Among my greatly respected global colleagues and friends on LinkedIn, there seem to be persistent, circular debates concerning the nature and viability of the data science profession. Opinions seem to run the gamut from ‘data science is the best thing since sliced bread and will take over the world’ to ‘data science is a weak, transient fad wrapped in odoriferous charlatanism’.
Between these extremes, there are regularly volleys and variants of ‘I am the one and only REAL data scientist (and you are not)’, leading to seemingly devolved playground pushing matches taking the elegant form of ‘no you aren’t!’, ‘yes I am!’, and the inevitable ‘I’m taking my fancy data science toys and going home!’
Clearly better can be done, especially in the interests of the many, many people who hold this job title, and the many, many companies who have invested optimistically and generously in data science as a credible project. The foundations and premises of the domain are actually quite optimistic and avowedly humanistic, namely recognizing that humans in large groups commonly make pretty crappy decisions quite often, and that if we could simply introduce a modicum of rigour, we – companies, governments,society, the planet, etc. – might just be a little better off. In fact, part of the assertion is that we could likely not do any worse than some of the ways we are making impactful decisions at this present historical moment. So, in essence ‘yeah, science!’
Clearly, data science meets superficial criteria for being a profession in that there are many named professionals operating under the job title. The simple truth is that data science is a de facto profession according to the pragmatic criteria that there are seemingly tens of thousands of people globally employed with this job title that are being paid to do… something!
However, many debates concerning consistency and standards of practice persist. These take on the aspect of existential professional dread at times, hand wringing and questioning. Part of this is avowedly positive (motivational self-improvement): we can do better and improve things! Part of this is self-defeating (zero-sum): I ‘am’, and you ‘are not’ – competitive game playing.
In the interests of understanding the resident gaps, with a view to addressing them in the future, a formal assessment approach is suggested. Bear with me, for things are about to get rocky. My suggestion is to defer to a fairly robust and long-standing research tradition in studying professions and professionalization. For ‘real’ data scientists, this may force you out of your comfort zone, as we are largely invoking… gasp!… sociology (yes, I know – calm down, calm down).
Let’s get down to the bitter medicine.
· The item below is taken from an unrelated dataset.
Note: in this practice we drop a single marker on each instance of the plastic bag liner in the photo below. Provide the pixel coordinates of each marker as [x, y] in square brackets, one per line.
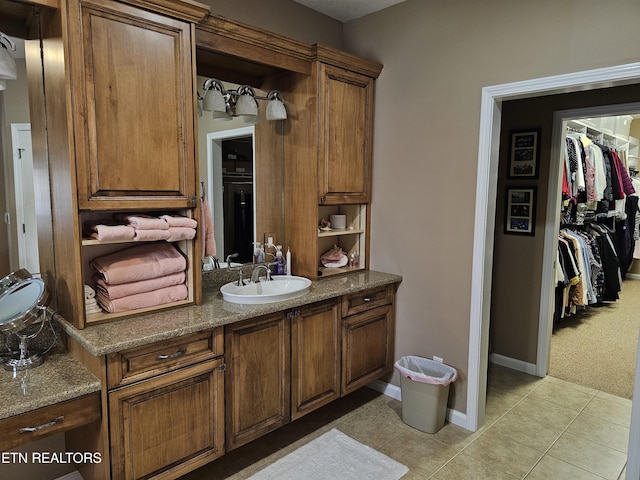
[424, 370]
Deriving from formal academic theory on professionalization, one more or less tolerated (which is stupendous advocacy in the bitter and contentious realm of social theory) definition for a profession offered by E. Greenwood (1957) specifies the following criteria:
- Embodies a systematic body of theory: pretty self-explanatory, but theory in a bubble is not enough – a body of theory explains and is tied to ‘real world’ dynamics…
- Authority is accepted by clients: people who employ the professionals respect the results these professionals advocate
- Community sanctions authority: there are formal and informal institutional mechanisms for asserting the authority of professionals
- Ethical codes are enforced: there are controls in place for bad behaviour, charlatanism, etc.
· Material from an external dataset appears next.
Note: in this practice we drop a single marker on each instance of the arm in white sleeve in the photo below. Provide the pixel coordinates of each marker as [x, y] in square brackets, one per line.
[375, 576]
- Culture supported by professional societies: professionals come together in shared bodies to come to agreement on important topics and the drink coffee and/or beer
According to this criteria, and compared to a mature profession such as a medical doctor, lawyer, or mechanical engineer, it would seem that data science superficially addresses some of these criteria, but substantial gaps exist.
Let’s take a closer look, with some grades offered to suggest how we are doing – namely:
- Systematic body of theory – 75%: The data science umbrella hosts a highly sophisticated and diverse set of interdisciplinary methods spanning a range of academic fields. However, critiques linger concerning the ability to rigorously validate methods (e.g. correlation not causation, inherent opacity of more complex methods). Difficulties substantiating rigour, whether due to lack of overhead and/or inherent model opacity, especially in commercial domains, create doubts concerning efficacy and ethical integrity. In general, theoretical integrity in the domain is methodologically diverse, yet often practically shaky due to issues surrounding rigour and ad hoc standards for organizational adoption of guidance.
- Authority is accepted by clients – 50%: Data science currently evidences a great deal of titular respect and authority due to popularity. However, this may very well be transient and superficial. Management research attests to the practical difficulties of promulgating methodological data science-derived guidance into organizational decision making. Technical decision guidance can be gamed or perverted by vested interests, with a lack of consensus concerning formal organizational governance principles. The degree to which decision guidance resulting from applied data science practice is incorporated in organizations is anecdotally variable: management can decide to ignore, reframe, or modify results to meet its own needs or interpretations. A substantial critique is that in commercial settings time and resource pressures do not easily facilitate rigorous scientific validation. Detaching data science from scientific rigour undercuts the authority of recommendations, relegating assertions to informed opinions from technocratic experts rather than objective outcomes resulting from rigorous scientific inquiry.
- Community sanctions authority – 50%: Data science, being largely a free-market movement and typically detached from formal strictures, lacks traditional bodies for enforcing ethical and methodological rigour. The exceptions are highly specific to regulated industries, such as pharmaceuticals, financial services, and public services, and in these cases strictures typically pre-date the data science movement. Further, there are a lack of broadly accepted, universally agreed, and broadly socialized professional certification programs. Although a rough consensus exists that STEM-associated advanced academic degrees are well-regarded, there are a lack of concomitant standards regarding the application of the diverse fields composing data science to applied practice, wherefrom formal, rather than collegial, authority is derived (i.e. independent certification bodies maintaining methodological and ethical standards). However, universities worldwide have responded to the great interest in the domain with a raft of new advanced degree offerings as well as certificate programs. However, standards for such degrees and certifications yet lack universal consensus and debates persist concerning the discrete nature and disciplinary focus of the domain.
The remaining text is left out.